The notion that it all used to be so different is also flawed. Analysis of the managers in situ ahead of the first Premier League season in 1992/93 suggests that a lack of loyalty is not a new phenomenon. Of the twenty permanent managers in place on the opening day of the new top flight, fourteen went on to leave the club of their own volition. Three of those managers – Mike Walker, Joe Royle and Gerry Francis – left for pastures greener. In comparison, if we look at the predecessors of the twenty current Premier League managers, sixteen of those were pushed before they could jump. The tables, it seems, have turned.

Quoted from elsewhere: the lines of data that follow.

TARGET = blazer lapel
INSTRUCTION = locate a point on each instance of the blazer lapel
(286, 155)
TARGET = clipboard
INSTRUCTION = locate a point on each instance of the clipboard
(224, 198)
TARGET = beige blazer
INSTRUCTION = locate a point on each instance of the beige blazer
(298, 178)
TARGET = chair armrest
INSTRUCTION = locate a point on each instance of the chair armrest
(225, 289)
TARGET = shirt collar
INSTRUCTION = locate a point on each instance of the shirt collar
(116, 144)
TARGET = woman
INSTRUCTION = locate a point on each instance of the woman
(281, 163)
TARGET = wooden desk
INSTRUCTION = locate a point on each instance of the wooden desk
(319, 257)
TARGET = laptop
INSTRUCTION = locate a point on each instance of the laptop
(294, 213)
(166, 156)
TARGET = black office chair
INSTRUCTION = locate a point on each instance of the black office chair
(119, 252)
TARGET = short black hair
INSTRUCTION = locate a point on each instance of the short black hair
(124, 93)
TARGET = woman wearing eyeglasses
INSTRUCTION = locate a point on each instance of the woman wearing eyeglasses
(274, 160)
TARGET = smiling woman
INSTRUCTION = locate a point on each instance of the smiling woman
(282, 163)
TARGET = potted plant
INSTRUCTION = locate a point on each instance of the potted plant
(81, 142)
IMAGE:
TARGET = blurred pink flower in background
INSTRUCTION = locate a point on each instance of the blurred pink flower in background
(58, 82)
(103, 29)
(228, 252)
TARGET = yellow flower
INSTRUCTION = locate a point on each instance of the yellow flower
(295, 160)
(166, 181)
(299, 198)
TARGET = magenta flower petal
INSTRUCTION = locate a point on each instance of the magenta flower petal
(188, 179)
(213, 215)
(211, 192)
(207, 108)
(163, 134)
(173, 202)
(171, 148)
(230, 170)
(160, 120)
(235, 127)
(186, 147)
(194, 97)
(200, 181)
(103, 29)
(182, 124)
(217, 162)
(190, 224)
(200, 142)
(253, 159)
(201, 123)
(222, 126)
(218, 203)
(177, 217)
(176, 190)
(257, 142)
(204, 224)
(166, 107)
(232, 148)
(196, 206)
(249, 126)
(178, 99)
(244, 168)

And for those of you screaming “FOOTBALL WASN’T INVENTED IN 1992!” at your phone/tablet/laptop, firstly why not get some fresh air, and secondly the following stats are for you. If you were under the impression that coaches were given a job for life back when the game was played in sepia, you’re sadly mistaken. Though figures show a drop in average tenure length in the last decade, the longest average was still only seven years in 1973, dropping to two years in 1977 and floating between three and four years throughout the 1980s. Undoubtedly the ever-growing financial heft in the game has destabilised the life of a football manager, giving greater justification for a lack of perceived loyalty.
Ultimately, its a debate to be had on a case-by-case basis. David Moyes received a standing ovation from the Goodison Park faithful during his last match in charge of Everton before joining Manchester United, a gesture unlikely to be afforded to Brendan should he even darken the doors of Parkhead again. In the words of Bananarama, it ain’t what you do, it’s the way that you do it.